Jeff Truesdell, who had been with Orlando Weekly since its birth in 1990, was abruptly fired this week after a spat with Publisher Mike Johnson. Truesdell says he and Johnson had a tense relationship, but says the publisher never interfered with the editorial side of the paper. Johnson says he respects Truesdell but won't talk about the argument that led to the termination.
Thirty years ago, the nuns at St. Agnes Home for Unwed Mothers in Connecticut "brainwashed" pregnant teens shipped there to purge the shame of their premarital mistake by giving up their babies for adoption. The nuns insisted that God would approve. That's the claim of the women who contacted the Hartford Advocate to tell their stories. They also charge that the adoption of their babies was a money-maker for St.

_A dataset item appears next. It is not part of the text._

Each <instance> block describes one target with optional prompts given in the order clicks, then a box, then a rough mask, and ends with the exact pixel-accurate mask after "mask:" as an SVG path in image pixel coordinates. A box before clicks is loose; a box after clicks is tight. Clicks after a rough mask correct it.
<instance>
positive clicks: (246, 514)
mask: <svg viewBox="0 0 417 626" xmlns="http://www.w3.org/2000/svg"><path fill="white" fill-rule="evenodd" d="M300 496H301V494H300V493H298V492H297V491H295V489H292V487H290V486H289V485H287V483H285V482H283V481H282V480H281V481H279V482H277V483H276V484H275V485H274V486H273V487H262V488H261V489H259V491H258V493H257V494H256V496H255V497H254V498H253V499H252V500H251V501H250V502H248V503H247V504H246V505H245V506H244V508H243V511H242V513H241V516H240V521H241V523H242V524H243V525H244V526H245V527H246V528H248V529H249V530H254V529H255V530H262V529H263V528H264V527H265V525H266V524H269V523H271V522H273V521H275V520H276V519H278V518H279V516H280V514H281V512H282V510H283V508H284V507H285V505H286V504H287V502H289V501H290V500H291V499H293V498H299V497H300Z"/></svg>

Agnes.
Cincinnati Vice Mayor Alicia Reece (pictured here) has threatened to call out the firefighters to intimidate a political rival and a Cincinnati CityBeat staff writer, the paper's Gregory Flannery reports. "Your Negro Tour Guide" columnist Kathy Y. Wilson has filed a complaint with police about the alleged threat. Editor John Fox says Reece visited him to complain about Wilson's coverage. "She said, 'If you can't control her, I will ... I have 150 firefighters who are willing to do anything I ask them.'"
AAN announces the results of the seventh annual Alternative Newsweekly Awards. Five AAN papers picked up five nominations each: Gambit Weekly, Independent Weekly, Creative Loafing Atlanta, LA Weekly and Willamette Week. Some of AAN's best writers and artists picked up nominations for the second, third, fourth, fifth and even sixth year. And a tough bunch of judges awarded only a first-place in several categories. So congratulations to first-place winners Clancy DuBos and Katy Reckdahl of Gambit Weekly and cartoonists Garrett Gaston and Ken Fisher (Ruben Bolling).
Originally Baltimore's alt-weekly was known as the City Squeeze and edited by "recent Johns Hopkins grad and inveterate pain-in-the-ass Russ Smith," Michael Anft writes. Anft takes a page from Smith's book and offers some biting suggestions for the Baltimore City Paper at the quarter-century mark, including spending more money on younger staff, instead of "aging hippies."